Source code for bw2data.backends.iotable.backend

import datetime
import functools

import numpy as np
import pandas as pd
from bw_processing import clean_datapackage_name, create_datapackage
from fsspec.implementations.zip import ZipFileSystem

from bw2data import config, databases, geomapping
from bw2data.backends import SQLiteBackend
from bw2data.backends.iotable.proxies import IOTableActivity, IOTableExchanges
from bw2data.configuration import labels
from bw2data.logs import stdout_feedback_logger



[docs]
class IOTableBackend(SQLiteBackend):
    """IO tables have too much data to store each value in a database; instead, we only store the processed data in NumPy arrays.

    Activities will not seem to have any exchanges."""


[docs]
    backend = "iotable"


[docs]
    node_class = IOTableActivity



[docs]
    def write(self, data, process=False, searchable=True, check_typos=True, signal=None):
        super().write(
            data, process=False, searchable=searchable, check_typos=check_typos, signal=signal
        )



[docs]
    def write_exchanges(self, technosphere, biosphere, dependents):
        """

        Write IO data directly to processed arrays.

        Product data is stored in SQLite as normal activities.
        Exchange data is written directly to NumPy structured arrays.

        Technosphere and biosphere data has format ``(row id, col id, value, flip)``.

        """
        stdout_feedback_logger.info("Starting IO table write")

        # create empty datapackage
        dp = create_datapackage(
            fs=ZipFileSystem(self.filepath_processed(), mode="w"),
            name=clean_datapackage_name(self.name),
            sum_intra_duplicates=True,
            sum_inter_duplicates=False,
        )

        # add geomapping
        dp.add_persistent_vector_from_iterator(
            dict_iterator=(
                {
                    "row": obj.id,
                    "col": geomapping[obj.get("location", None) or config.global_location],
                    "amount": 1,
                }
                for obj in self
            ),
            matrix="inv_geomapping_matrix",
            name=clean_datapackage_name(self.name + " inventory geomapping matrix"),
            nrows=len(self),
        )

        stdout_feedback_logger.info("Adding technosphere matrix")
        # if technosphere is a dictionary pass it's keys & values
        if isinstance(technosphere, dict):
            dp.add_persistent_vector(
                matrix="technosphere_matrix",
                name=clean_datapackage_name(self.name + " technosphere matrix"),
                **technosphere,
            )
        # if it is an iterable, convert to right format
        elif hasattr(technosphere, "__iter__"):
            dp.add_persistent_vector_from_iterator(
                matrix="technosphere_matrix",
                name=clean_datapackage_name(self.name + " technosphere matrix"),
                dict_iterator=technosphere,
            )
        else:
            raise Exception(f"Error: Unsupported technosphere type: {type(technosphere)}")

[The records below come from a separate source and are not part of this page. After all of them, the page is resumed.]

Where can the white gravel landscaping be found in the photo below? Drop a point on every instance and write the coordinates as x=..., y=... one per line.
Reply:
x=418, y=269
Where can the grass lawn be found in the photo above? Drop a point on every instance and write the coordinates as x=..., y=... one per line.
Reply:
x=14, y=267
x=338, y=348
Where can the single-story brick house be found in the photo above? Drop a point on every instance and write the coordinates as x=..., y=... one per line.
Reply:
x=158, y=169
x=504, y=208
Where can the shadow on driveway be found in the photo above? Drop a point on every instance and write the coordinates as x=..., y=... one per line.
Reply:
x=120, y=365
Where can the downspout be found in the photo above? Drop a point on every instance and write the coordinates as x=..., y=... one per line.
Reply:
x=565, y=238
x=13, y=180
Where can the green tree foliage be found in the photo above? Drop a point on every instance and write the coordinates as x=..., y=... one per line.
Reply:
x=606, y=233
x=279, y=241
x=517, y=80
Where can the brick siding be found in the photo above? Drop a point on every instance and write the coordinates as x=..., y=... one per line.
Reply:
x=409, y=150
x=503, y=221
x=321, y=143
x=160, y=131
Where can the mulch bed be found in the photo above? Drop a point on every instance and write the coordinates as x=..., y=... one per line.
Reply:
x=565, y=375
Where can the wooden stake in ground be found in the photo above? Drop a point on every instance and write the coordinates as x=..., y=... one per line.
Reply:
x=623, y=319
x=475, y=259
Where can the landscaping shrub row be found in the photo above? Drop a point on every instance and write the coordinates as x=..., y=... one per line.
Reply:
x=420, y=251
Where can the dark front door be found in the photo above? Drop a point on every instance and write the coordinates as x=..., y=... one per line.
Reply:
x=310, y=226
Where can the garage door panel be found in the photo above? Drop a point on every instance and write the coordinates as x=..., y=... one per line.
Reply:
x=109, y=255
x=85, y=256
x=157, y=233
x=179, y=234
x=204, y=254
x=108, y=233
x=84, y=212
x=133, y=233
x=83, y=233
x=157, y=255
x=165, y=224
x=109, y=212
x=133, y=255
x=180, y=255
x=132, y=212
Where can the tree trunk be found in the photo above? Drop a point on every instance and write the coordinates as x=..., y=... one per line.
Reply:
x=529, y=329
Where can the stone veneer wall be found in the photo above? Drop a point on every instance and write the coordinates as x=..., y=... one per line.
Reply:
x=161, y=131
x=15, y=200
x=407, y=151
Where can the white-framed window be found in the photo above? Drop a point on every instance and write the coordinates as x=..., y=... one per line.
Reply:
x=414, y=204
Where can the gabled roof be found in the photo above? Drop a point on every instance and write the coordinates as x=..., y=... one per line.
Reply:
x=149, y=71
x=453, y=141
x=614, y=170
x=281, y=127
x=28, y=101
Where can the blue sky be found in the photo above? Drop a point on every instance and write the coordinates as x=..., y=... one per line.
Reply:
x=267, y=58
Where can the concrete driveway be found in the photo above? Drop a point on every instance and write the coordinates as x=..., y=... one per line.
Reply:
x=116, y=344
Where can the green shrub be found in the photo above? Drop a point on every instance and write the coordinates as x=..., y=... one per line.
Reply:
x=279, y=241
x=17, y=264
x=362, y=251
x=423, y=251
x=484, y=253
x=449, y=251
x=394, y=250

        stdout_feedback_logger.info("Adding biosphere matrix")
        # if biosphere is a dictionary pass it's keys & values
        if isinstance(biosphere, dict):
            dp.add_persistent_vector(
                matrix="biosphere_matrix",
                name=clean_datapackage_name(self.name + " biosphere matrix"),
                **biosphere,
            )
        # if it is an iterable, convert to right format
        elif hasattr(biosphere, "__iter__"):
            dp.add_persistent_vector_from_iterator(
                matrix="biosphere_matrix",
                name=clean_datapackage_name(self.name + " biosphere matrix"),
                dict_iterator=biosphere,
            )
        else:
            raise Exception(f"Error: Unsupported biosphere type: {type(technosphere)}")

        # finalize
        stdout_feedback_logger.info("Finalizing serialization")
        dp.finalize_serialization()

        databases[self.name]["depends"] = sorted(set(dependents).difference({self.name}))
        databases[self.name]["processed"] = datetime.datetime.now().isoformat()
        databases.flush()



[docs]
    def process(self):
        """No-op; no intermediate data to process"""
        return



[docs]
    def edges_to_dataframe(self) -> pd.DataFrame:
        """Return a pandas DataFrame with all database exchanges. DataFrame columns are:

            target_id: int,
            target_database: str,
            target_code: str,
            target_name: Optional[str],
            target_reference_product: Optional[str],
            target_location: Optional[str],
            target_unit: Optional[str],
            target_type: Optional[str]
            source_id: int,
            source_database: str,
            source_code: str,
            source_name: Optional[str],
            source_product: Optional[str],  # Note different label
            source_location: Optional[str],
            source_unit: Optional[str],
            source_categories: Optional[str]  # Tuple concatenated with "::" as in `bw2io`
            edge_amount: float,
            edge_type: str,

        Target is the node consuming the edge, source is the node or flow being consumed. The terms target and source were chosen because they also work well for biosphere edges.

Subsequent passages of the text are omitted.